ARNOLD AIR FORCE BASE, Tenn. — The U.S. Air Force have successfully recovered a reusable hypersonic rocket sled for the first time – after it traveled more than five times the speed of sound!
The 846th Test Squadron at Holloman Air Force Base in New Mexico was able to retrieve the vehicle after it recorded a speed of 6,400 feet per second — or Mach 5.8. The achievement at the 59,971 ft-long (11 mile) Holloman High Speed Test Track (HHSTT) marks a historic event for the team’s Hypersonic Sled Recovery effort.
The sled allows extreme stress tests on potential hypersonic missile materials by firing them along the track at Mach 5 and above. It offers a cost-effective ground test alternative to expensive developmental flight tests.
Fastest monorail test in 30 years
“What you accomplished marked the fastest recovery of a monorail sled in over 30 years, and the first time we have recovered a planned reusable sled at those speeds ever,” says Lt. Col. Paul Dolce, Commander, 846th Test Squadron, in a media release. “Truly historic in my books! This could not have been done without everyone here who works at the track.”
“These efforts will now setup our future HyTIP [Hypersonic Test and Evaluation Investment Portfolio] runs for success and add a new capability for our hypersonic customers.”
Daniel Lopez, a project manager for the HHSTT, added that he hopes this is a sign of future successful hypersonic recovery tests.
“I echo what Lt. Col. Dolce said,” Lopez says. “Excellent job to the entire team for their hard work and innovation. This just sets the bar that much higher.”

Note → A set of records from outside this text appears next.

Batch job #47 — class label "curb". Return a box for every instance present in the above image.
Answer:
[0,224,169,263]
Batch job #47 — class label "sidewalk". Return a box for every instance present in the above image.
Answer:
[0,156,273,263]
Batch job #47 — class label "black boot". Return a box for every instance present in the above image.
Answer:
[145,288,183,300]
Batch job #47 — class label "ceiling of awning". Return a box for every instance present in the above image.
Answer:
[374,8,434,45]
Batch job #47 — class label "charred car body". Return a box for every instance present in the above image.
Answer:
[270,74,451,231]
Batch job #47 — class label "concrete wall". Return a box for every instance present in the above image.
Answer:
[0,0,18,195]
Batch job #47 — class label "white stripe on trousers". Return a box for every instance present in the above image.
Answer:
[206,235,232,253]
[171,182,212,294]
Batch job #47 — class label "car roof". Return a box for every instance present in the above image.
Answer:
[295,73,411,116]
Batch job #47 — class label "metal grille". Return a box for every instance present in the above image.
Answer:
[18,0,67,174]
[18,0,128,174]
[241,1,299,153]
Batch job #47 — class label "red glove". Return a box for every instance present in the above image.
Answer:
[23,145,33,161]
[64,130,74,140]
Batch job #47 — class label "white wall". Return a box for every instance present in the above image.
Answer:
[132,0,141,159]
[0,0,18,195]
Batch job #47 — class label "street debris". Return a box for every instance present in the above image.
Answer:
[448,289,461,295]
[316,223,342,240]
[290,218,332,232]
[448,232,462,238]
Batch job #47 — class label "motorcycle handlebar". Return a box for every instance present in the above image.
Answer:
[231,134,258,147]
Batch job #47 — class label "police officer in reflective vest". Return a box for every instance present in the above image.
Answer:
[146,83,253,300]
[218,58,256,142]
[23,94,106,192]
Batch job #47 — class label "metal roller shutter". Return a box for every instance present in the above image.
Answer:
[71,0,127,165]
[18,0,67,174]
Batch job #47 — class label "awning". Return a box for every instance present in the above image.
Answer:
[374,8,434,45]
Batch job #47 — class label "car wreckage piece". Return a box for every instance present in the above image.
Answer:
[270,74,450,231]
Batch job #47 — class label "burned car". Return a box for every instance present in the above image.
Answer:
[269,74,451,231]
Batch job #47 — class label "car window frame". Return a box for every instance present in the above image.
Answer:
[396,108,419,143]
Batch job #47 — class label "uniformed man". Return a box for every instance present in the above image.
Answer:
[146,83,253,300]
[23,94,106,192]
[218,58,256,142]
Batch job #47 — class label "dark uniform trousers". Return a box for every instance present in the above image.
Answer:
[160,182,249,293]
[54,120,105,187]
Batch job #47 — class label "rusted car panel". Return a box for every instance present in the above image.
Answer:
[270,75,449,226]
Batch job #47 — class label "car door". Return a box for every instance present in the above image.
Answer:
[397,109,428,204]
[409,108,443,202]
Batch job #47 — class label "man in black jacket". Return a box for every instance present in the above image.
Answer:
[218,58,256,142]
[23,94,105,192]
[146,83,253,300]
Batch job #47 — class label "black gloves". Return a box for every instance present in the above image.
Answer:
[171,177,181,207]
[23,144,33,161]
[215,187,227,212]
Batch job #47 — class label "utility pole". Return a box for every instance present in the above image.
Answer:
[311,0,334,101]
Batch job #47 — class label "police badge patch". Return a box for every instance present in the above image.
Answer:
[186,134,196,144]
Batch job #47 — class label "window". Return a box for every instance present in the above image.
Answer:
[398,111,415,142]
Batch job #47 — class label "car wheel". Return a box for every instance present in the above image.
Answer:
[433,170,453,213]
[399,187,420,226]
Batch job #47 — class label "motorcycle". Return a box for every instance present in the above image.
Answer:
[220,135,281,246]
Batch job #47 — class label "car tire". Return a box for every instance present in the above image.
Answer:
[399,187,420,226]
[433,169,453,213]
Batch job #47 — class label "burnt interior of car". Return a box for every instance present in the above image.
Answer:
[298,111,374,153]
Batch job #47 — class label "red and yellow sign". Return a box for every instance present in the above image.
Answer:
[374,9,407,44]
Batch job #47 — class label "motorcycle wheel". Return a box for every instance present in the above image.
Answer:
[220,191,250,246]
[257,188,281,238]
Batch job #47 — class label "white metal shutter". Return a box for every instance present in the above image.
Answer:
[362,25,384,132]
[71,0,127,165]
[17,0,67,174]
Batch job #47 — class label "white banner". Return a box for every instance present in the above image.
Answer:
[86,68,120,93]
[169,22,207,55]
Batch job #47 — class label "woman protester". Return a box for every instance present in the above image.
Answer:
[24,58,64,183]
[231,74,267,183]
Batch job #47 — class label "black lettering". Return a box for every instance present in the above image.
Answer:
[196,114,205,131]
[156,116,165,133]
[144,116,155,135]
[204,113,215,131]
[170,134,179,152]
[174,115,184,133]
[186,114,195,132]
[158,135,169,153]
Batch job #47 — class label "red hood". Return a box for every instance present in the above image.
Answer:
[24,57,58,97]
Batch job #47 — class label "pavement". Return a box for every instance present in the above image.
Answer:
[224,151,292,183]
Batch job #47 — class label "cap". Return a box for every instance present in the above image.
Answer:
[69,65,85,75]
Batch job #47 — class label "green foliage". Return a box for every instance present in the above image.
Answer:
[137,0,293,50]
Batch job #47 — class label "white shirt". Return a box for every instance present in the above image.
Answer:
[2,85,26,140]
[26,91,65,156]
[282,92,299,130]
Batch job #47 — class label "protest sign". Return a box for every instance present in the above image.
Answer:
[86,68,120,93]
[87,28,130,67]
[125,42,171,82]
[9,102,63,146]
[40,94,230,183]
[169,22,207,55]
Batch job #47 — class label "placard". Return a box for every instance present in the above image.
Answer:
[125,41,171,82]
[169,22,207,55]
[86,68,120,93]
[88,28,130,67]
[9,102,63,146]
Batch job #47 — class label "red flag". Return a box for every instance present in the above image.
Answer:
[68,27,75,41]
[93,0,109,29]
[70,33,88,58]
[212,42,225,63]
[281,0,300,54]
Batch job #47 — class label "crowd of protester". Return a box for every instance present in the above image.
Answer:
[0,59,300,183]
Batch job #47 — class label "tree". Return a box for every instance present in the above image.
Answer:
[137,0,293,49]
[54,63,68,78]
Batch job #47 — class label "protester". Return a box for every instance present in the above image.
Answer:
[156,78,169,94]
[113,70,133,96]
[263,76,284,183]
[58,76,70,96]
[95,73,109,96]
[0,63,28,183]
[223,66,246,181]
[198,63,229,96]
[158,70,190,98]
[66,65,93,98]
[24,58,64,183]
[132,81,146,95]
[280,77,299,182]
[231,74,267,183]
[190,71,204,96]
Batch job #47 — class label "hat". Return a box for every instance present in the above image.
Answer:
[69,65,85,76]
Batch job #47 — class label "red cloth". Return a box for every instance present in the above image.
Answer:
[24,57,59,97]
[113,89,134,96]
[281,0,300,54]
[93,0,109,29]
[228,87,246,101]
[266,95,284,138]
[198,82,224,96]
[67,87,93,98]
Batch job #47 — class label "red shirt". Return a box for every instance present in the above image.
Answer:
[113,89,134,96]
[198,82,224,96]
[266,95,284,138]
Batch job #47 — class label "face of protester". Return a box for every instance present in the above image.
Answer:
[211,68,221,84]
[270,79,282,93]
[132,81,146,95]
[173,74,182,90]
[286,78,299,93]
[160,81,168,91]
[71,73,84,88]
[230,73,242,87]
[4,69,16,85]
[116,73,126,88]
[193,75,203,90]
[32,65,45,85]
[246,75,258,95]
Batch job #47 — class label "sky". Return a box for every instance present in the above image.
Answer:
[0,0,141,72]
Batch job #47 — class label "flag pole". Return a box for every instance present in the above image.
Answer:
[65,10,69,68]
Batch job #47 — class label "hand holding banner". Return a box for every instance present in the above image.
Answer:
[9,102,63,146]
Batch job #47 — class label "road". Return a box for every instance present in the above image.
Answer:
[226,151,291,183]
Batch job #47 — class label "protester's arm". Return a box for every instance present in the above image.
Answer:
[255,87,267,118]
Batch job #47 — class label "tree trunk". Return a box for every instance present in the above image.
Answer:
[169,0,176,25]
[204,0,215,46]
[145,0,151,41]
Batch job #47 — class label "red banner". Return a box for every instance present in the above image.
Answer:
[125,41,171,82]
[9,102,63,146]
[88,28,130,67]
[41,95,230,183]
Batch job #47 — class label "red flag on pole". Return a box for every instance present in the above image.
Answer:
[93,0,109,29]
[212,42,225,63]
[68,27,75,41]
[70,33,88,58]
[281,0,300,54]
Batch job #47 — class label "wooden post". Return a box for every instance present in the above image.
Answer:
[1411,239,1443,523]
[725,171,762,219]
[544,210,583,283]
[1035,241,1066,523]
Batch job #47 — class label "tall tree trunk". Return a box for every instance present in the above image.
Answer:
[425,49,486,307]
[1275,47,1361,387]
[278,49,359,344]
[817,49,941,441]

The 846 TS has been responding to a significant increase in demand for hypersonic weapons testing, with a focus on improving its high-speed breaking capability in order to recover sleds for post-test analysis. HHSTT is the only sled track capable of recovering sleds with test articles from velocities over Mach 5.
The track serves as a critical link between laboratory-type investigations and full-scale flight tests by simulating selected portions of the flight environment under accurately programmed and instrumented conditions.